Manuel descubre toda la verdad sobre Vera en ‘La Promesa’ (Mejores momentos)

La tensión se palpa desde el primer segundo.

Manuel aparece de improviso ante Vera, y lo que comienza como un sobresalto se convierte rápidamente en una de las conversaciones más reveladoras que se han vivido en 'La Promesa'. El marqués no viene con rodeos: «¿Quién eres en realidad, Vera? ¿O debería llamarte Mercedes?». La doncella intenta reaccionar, pero Manuel corta cualquier escapatoria: «Ni lo intentes. He estado hablando con el duque de Carril. Dime la verdad. Es tu padre».

Y así, sin más margen para el disimulo, Vera se ve obligada a desnudar por completo su historia. Una historia que arranca con una hija que descubrió la cara más oscura de su propio padre: «Hace un tiempo me enteré de que no todos los negocios de mi padre eran limpios. Que con tal de conseguir sus fines recurría a la extorsión, al fraude, que no tenía ningún tipo de escrúpulo». Lo que siguió fue un acto de valentía que le salió caro. Vera recogió pruebas y lo denunció, pero la justicia le falló. El duque movió hilos, salió libre y volvió con sed de venganza.

El miedo fue lo que la empujó a huir. López la encontró vagando por el monte y la trajo al palacio, donde un golpe de azar —o de mala suerte— la convirtió en doncella ante los ojos de la señora marquesa. «Yo me puse el uniforme de doncella para salir de mi escondite y dar una vuelta por el palacio. Con tal mala suerte que me vio la señora marquesa, me confundió con una nueva doncella», relata Vera con una sinceridad que desarma. Manuel no puede ocultar su asombro: la hija de un duque aprendiendo a servir sobre la marcha, construyéndose una vida completamente ajena a la que conoció. Ella lo resume con una frase que encierra toda su resignación y toda su fortaleza: «No hay mejor maestro que lo irremediable».

Pero la confesión no termina ahí. Vera revela que su padre la descubrió durante una de sus visitas al palacio, aunque el reencuentro no fue como esperaba: él se mostró feliz de haberla encontrado. Una alegría que, como Manuel sabe bien, esconde intereses mucho más turbios. Lo que de verdad golpea al marqués es saber que Curro conocía todo desde el principio. «Mi hermano lo sabía», confirma Vera, y el gesto de Manuel deja claro que esa omisión le duele casi tanto como el engaño del duque.

El desenlace de la conversación es amargo. Manuel confiesa que el duque de Carril le ha exigido más dinero a cambio de su silencio, amenazando con difundir que los Luján secuestraron a su hija. Vera se derrumba: «No puedo creerme que mi padre le esté haciendo esto.

Él sabe que si yo estoy aquí es por propia voluntad». Intenta ofrecer una solución, hablar con él, apelar a ese reencuentro que parecía esperanzador. Pero Manuel la frena en seco con una sentencia que cae como un jarro de agua fría: «Lo siento mucho, Vera. Pero si algo ha quedado claro hasta ahora es que tu padre tan solo te está utilizando».
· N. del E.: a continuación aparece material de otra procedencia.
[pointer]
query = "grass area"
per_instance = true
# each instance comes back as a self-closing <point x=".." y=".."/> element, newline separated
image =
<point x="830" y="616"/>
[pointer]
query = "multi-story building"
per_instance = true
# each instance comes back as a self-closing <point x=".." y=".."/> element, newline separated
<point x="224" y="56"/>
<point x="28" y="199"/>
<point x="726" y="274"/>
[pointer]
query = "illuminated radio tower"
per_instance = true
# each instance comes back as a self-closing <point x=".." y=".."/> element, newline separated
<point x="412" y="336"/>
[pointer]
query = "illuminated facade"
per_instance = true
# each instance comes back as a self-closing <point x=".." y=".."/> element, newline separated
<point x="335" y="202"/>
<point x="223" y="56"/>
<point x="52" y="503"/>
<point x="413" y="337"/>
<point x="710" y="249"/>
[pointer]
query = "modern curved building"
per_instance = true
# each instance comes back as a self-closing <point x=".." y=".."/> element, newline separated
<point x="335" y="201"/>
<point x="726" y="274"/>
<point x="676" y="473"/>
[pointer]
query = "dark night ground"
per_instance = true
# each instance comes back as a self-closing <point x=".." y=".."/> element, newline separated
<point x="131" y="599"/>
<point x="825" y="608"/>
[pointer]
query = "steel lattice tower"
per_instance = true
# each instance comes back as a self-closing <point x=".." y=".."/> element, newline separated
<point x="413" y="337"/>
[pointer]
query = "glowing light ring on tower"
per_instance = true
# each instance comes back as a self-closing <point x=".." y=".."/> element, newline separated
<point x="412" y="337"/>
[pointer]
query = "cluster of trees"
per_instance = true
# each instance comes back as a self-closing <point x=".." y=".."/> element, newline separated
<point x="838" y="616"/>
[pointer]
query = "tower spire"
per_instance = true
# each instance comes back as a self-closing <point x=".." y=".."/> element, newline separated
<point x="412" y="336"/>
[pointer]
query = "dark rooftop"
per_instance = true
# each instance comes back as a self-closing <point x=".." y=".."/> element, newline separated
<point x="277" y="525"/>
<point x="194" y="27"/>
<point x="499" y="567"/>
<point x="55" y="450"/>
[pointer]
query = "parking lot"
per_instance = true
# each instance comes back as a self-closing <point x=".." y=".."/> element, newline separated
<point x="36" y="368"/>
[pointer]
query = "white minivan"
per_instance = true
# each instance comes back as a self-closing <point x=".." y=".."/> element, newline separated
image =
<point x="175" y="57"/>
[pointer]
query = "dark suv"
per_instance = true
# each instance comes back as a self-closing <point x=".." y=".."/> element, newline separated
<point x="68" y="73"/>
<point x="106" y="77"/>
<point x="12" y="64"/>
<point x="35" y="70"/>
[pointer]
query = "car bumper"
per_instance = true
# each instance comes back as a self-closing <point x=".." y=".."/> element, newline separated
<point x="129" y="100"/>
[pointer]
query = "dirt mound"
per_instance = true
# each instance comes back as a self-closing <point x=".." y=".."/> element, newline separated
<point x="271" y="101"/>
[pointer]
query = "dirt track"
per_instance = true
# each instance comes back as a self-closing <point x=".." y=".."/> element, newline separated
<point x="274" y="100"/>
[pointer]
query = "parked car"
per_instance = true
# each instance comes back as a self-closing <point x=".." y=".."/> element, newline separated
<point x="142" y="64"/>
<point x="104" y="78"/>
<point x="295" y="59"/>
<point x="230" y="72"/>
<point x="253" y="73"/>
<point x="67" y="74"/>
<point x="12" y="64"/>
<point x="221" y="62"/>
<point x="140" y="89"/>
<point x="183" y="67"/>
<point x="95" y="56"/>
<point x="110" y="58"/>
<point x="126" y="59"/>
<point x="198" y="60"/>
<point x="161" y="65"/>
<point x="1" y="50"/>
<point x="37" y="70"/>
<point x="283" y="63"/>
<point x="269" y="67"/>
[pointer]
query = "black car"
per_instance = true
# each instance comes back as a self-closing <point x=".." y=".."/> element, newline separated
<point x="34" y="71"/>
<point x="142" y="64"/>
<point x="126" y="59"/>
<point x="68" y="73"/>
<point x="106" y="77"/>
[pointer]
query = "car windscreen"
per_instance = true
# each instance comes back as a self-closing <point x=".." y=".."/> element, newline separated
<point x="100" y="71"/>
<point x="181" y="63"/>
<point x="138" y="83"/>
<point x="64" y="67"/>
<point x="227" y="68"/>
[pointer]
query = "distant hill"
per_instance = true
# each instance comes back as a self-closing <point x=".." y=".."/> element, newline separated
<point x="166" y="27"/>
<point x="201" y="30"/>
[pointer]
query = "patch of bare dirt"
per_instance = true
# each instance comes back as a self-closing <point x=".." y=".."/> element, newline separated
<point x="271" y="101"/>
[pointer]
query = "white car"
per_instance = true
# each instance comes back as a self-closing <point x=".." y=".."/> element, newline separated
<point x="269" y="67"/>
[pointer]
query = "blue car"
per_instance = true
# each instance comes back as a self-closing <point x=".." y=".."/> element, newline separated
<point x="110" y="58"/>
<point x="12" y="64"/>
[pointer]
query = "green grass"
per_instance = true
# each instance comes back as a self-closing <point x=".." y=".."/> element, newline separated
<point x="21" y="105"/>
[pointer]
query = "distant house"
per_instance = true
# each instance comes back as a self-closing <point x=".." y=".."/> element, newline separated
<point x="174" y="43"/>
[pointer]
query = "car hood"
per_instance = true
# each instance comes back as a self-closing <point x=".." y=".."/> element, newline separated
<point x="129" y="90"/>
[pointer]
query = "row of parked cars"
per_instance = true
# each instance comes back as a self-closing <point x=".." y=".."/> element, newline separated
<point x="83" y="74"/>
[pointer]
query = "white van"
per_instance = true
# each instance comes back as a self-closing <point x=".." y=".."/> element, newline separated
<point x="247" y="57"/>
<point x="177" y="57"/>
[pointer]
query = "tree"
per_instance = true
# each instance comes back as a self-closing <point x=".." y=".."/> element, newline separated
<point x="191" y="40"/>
Un momento que lo cambia todo en 'La Promesa'. La verdad sobre Vera queda al descubierto, pero lejos de traer alivio, abre un frente nuevo y peligroso. El duque de Carril no es solo un padre ausente: es un chantajista sin escrúpulos dispuesto a convertir a su propia hija en moneda de cambio. Y Manuel, ahora con todas las cartas sobre la mesa, deberá decidir hasta dónde está dispuesto a llegar para proteger a los suyos.